Switched On: Low flame
Each week Ross Rubin contributes Switched On, a column about consumer technology.
For many products -- TVs and the iPod, for example -- the leap to color displays represented an evolutionary change. But color was just part of the big leap that Amazon made with the Kindle Fire, moving from a reading appliance to a converged device. There was no couching it as "a reader's tablet", the positioning Barnes & Noble had sought with the Nook, even though Amazon now claims that it has the "best content ecosystem." Still, as discussed two weeks ago in Switched On, Amazon still managed to fly well under Apple's radar with an inexpensive, smaller tablet, one that broke a "magic" price point of $200.
As Amazon has pushed up into more expensive Kindles, there's been much talk about its willingness to emerge from behind that curtain of price leadership. The Amazon press release touting its most advanced tablets notes that the company "takes on the high-end" with the products. But as it has fleshed out the Kindle Fire line, much of the appeal is still driven by price -- from the new baseline of $159 for the entry-level Fire to the sub-$300 level of the WiFi-only 9-inch Kindle Fire HD.
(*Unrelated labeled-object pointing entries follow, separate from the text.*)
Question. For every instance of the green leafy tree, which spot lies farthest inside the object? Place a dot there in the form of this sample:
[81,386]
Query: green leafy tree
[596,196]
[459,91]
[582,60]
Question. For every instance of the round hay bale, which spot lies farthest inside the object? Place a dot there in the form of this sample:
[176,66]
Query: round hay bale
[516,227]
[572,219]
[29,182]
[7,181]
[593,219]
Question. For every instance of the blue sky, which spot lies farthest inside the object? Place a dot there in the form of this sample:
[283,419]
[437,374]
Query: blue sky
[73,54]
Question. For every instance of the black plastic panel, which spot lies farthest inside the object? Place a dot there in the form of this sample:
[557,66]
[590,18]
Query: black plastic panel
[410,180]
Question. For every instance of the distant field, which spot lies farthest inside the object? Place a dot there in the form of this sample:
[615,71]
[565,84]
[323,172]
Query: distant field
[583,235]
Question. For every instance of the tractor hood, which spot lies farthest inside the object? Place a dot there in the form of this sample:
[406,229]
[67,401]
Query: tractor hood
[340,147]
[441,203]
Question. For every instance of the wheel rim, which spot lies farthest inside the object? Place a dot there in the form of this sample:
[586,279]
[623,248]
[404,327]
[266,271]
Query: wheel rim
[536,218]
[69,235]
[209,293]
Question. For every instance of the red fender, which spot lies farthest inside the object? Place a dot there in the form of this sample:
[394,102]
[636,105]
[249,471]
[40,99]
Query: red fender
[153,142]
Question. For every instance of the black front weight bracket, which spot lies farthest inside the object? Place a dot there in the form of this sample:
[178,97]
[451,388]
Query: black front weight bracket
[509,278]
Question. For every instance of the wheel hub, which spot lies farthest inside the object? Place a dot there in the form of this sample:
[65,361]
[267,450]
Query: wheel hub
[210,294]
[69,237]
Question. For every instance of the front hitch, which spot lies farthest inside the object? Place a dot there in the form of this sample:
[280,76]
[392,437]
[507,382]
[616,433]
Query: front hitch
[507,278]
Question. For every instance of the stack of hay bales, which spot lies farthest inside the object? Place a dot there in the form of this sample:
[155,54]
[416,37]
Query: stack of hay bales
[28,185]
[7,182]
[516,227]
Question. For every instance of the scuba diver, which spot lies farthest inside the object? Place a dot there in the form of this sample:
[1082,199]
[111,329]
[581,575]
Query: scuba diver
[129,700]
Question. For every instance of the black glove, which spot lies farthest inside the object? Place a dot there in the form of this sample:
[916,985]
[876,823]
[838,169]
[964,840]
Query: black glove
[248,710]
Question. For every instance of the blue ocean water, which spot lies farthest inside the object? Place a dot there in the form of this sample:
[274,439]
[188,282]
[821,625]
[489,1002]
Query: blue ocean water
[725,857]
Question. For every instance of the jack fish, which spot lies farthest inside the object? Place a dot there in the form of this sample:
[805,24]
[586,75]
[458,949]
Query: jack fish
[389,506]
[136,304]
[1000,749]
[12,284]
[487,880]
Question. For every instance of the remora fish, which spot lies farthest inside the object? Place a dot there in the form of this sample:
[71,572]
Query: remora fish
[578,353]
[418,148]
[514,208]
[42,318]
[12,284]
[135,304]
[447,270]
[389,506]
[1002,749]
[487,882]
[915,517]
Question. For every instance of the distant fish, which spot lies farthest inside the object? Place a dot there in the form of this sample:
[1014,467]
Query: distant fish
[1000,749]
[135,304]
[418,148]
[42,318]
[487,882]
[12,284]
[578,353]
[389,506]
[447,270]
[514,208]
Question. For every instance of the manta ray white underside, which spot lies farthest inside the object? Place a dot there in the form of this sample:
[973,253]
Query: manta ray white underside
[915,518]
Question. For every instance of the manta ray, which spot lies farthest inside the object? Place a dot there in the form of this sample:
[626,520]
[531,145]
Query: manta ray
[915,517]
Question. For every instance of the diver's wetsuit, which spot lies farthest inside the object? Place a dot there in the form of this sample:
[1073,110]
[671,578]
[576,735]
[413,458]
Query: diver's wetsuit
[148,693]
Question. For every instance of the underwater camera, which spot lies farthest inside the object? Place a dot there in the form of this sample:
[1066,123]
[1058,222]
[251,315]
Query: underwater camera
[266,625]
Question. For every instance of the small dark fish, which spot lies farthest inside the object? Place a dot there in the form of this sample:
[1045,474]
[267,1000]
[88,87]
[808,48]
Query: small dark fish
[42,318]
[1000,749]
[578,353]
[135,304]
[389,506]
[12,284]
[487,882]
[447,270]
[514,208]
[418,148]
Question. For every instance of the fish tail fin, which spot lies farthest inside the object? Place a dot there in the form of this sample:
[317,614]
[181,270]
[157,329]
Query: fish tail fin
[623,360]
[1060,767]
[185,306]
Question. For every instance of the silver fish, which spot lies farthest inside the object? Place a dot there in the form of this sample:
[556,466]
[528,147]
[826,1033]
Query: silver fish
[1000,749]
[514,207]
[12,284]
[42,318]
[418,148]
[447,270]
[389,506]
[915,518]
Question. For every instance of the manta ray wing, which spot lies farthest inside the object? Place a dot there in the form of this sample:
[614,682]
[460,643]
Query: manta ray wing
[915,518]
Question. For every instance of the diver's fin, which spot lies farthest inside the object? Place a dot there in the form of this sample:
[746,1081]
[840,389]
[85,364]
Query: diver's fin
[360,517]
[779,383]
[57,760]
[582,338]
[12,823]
On the website that has served as the engine for Kindle sales, Amazon describes its LTE-equipped Kindle Fire HD 8.9" 4G as "not just the best tablet for the price, [but] the best tablet." As we look at Amazon's true high-end, at least from a pricing perspective, the price leadership certainly starts to fade -- or at least it transitions to a value message. For one, while Amazon charges a comparable increase to Apple ($130) for LTE capability on a Kindle Fire with 32 GB of RAM, it does not offer a 4G-equipped model with 16 GB, and so customers may need to add an extra $200 to gain access to LTE. That's also more than three times what Amazon itself charges for cellular capability in the Kindle Paperwhite 3G (although, of course, that is a far less expensive radio being used to receive lightweight text-based products).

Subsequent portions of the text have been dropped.